Letters in Store

Monday, April 10, 2006

Entrega
Matou o poema naquela noite. Ou melhor, descobriu com a simplicidade de uma criança que o poema se deixara morrer no momento em que fora lido.
Era já escuro quando abrira aquele livro, álbum de fotos e textos que a sua memória mantinha aberta, como ferida que recusava sarar. "A dor necessária," - dizia aos amigos e família.
Evitava as despedidas desde que se vira sozinho. Preferia o "Até breve!", mesmo que isso significasse oito ou mais anos de ausência. Habituara-se a ver a ausência como parte da sua vivência, da sua totalidade, da sua incompletude nocturna, quando o coração se entregava à irredutível verdade que a cada dia negava com um sorriso. E era sempre sincero o sorriso.
Lavara o corpo demoradamente, recordando os serões de Verão, juntos, cúmplices, apaixonados. Só o gato testemunhava a confecção do jantar, para um corpo, apenas, e ocasionalmente o ligeiro travo a água e sal, fruto da saudade agrilhoada, solta a leves espaços. Escondida.
Já noite alta senta-se no cadeirão velho do avô, à lareira apagada, escura, companhia doutras noites, em que as paredes se enchiam das vozes que percorriam a casa e rindo, caminhavam para o quarto.
Abriu o livro, pensando no corpo imaginado, reconstruído, amado, odiado, desejado.

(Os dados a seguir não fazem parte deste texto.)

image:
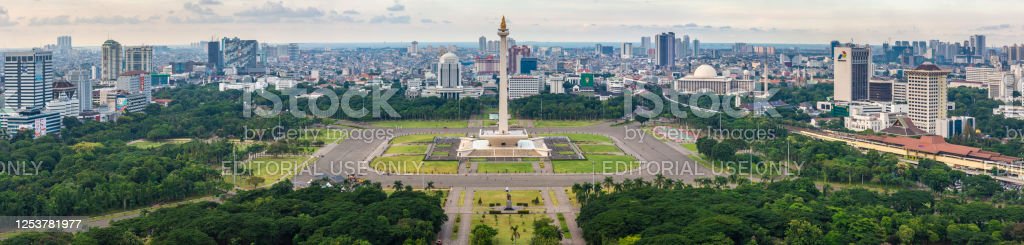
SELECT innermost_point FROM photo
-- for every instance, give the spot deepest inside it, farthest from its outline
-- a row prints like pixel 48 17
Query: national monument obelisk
pixel 503 143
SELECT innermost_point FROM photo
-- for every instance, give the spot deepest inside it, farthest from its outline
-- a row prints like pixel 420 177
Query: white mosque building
pixel 706 79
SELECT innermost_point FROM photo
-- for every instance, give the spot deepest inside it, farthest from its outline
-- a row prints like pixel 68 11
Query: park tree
pixel 482 235
pixel 801 232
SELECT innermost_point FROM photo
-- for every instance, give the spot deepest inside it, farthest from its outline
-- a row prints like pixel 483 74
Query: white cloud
pixel 270 12
pixel 390 19
pixel 113 19
pixel 198 13
pixel 396 7
pixel 54 21
pixel 5 18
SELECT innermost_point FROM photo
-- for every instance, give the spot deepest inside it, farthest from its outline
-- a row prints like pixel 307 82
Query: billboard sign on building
pixel 121 104
pixel 40 127
pixel 587 80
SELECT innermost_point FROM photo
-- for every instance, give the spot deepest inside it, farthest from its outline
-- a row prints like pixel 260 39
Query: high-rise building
pixel 978 43
pixel 138 58
pixel 527 65
pixel 516 53
pixel 449 74
pixel 523 86
pixel 627 51
pixel 215 58
pixel 687 45
pixel 927 95
pixel 665 45
pixel 64 45
pixel 483 44
pixel 899 91
pixel 645 43
pixel 28 79
pixel 880 90
pixel 293 51
pixel 833 45
pixel 680 49
pixel 240 53
pixel 83 87
pixel 851 72
pixel 696 48
pixel 113 60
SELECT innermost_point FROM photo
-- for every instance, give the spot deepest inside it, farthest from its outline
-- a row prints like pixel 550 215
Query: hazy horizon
pixel 34 24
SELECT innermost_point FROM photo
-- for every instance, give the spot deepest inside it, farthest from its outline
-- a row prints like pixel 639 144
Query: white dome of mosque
pixel 705 71
pixel 449 58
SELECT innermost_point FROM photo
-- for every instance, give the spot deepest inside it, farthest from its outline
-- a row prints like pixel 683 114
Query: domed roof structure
pixel 705 71
pixel 449 58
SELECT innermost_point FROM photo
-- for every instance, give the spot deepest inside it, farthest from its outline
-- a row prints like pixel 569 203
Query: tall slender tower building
pixel 113 60
pixel 138 58
pixel 64 45
pixel 851 73
pixel 483 44
pixel 927 96
pixel 503 87
pixel 665 54
pixel 28 79
pixel 214 58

Releu o poema que ambos compuseram, à luz de jantares de velas. Sonhos, projectos inúteis que não regressam mais.
A voz falhou-lhe quando leu poema para a sala recordar-se daquela noite em que a poesia transpunha o papel e era sangue e olhar.
Rasgou a folha e entregá-la-ia ao oceano, o deus das palavras menores, que não se completam à noite. Foi nesse instante que poema sorriu para o corpo, deixou-se rasgar e, no dia seguinte, se entregou ao mar de emoções e sal que o criara. Eis que a poesia regressara a casa. E um sol de Verão nasceu sobre aquele quarto, aquela cama, aquele corpo, aquele ser amado.

Monday, April 03, 2006

Frater Fraterni

Deitara-se ao som de cítaras e flautas. Os poemas percorriam-lhe a mente, vazando-lhe os olhos de tanta tinta, de tanta paixão pela escrita. Cegara as mãos de odores que compunha no papel, naquele caderno simples de couro, símbolo da sua adolescente escrita, tanto ainda por amadurecer.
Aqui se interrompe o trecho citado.